Writers who have actually studied modern authoritarianism know that it has adapted well to the digital age and that old certainties no longer apply. Anne Applebaum, in Twilight of Democracy, wrote that ‘Some enjoy chaos, or seek to promote chaos, as a prelude to imposing a new kind of order.’ The National Review cruisers who support Trump and Brexit, Aaronovitch’s professors and intellectuals – they aren’t going to be stuck in burning cities or starving in lorry queues. Psychologist Jovan Byford in that BBC feature says that ‘Conspiracy theories instil in believers a sense of superiority. It’s an important generator of self-esteem.’ To quote Charen again: ‘A theme that unified these conspiracy-minded people was a sense of superiority—not inferiority. They felt that they had access to the hidden truth that the deluded masses didn’t understand.’

Chaos is good – as long as it happens to others.
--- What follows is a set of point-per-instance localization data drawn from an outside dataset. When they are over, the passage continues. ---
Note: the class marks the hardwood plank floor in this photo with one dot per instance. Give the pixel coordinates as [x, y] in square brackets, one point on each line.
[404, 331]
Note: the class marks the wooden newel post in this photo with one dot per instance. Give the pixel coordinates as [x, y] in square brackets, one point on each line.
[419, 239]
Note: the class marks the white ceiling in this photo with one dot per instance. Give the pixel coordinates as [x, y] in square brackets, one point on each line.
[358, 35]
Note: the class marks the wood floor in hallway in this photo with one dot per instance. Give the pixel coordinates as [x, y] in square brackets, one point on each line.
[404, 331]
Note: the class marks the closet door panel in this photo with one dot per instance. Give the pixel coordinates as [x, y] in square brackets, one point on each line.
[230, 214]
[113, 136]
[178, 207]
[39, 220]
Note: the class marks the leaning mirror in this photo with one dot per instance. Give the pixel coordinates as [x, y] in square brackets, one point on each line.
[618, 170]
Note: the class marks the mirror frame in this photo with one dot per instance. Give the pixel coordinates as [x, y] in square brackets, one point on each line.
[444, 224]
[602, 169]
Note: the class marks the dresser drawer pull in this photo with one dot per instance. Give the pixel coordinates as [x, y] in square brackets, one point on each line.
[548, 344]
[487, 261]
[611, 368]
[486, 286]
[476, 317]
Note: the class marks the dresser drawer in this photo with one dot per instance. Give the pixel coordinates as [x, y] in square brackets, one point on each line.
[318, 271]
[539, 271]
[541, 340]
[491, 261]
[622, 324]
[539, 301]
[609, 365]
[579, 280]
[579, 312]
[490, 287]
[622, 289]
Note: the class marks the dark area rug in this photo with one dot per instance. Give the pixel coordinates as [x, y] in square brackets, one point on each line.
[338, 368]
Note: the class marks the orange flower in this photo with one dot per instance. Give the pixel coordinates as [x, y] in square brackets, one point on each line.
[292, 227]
Smash the world and there’s a chance you’ll get to rule over the ruins. This is, of course, the point of Trump’s ‘Stop the Steal’ movement. His challenges to the 2020 election have been thrown out of every court in the land, but that’s not the point – the point is to create a ‘stab in the back’ myth and delegitimise Biden, in preparation for a 2024 run either by Trump himself or one of his proxies. A cognitive neuroscientist told Five Thirty-Eight that ‘I think the current situation is going to be much, much worse than birtherism in terms of people believing it, and believing it for the long run.’

Conspiracy theorists know what they are doing. They have changed. Our arguments against them need to change too.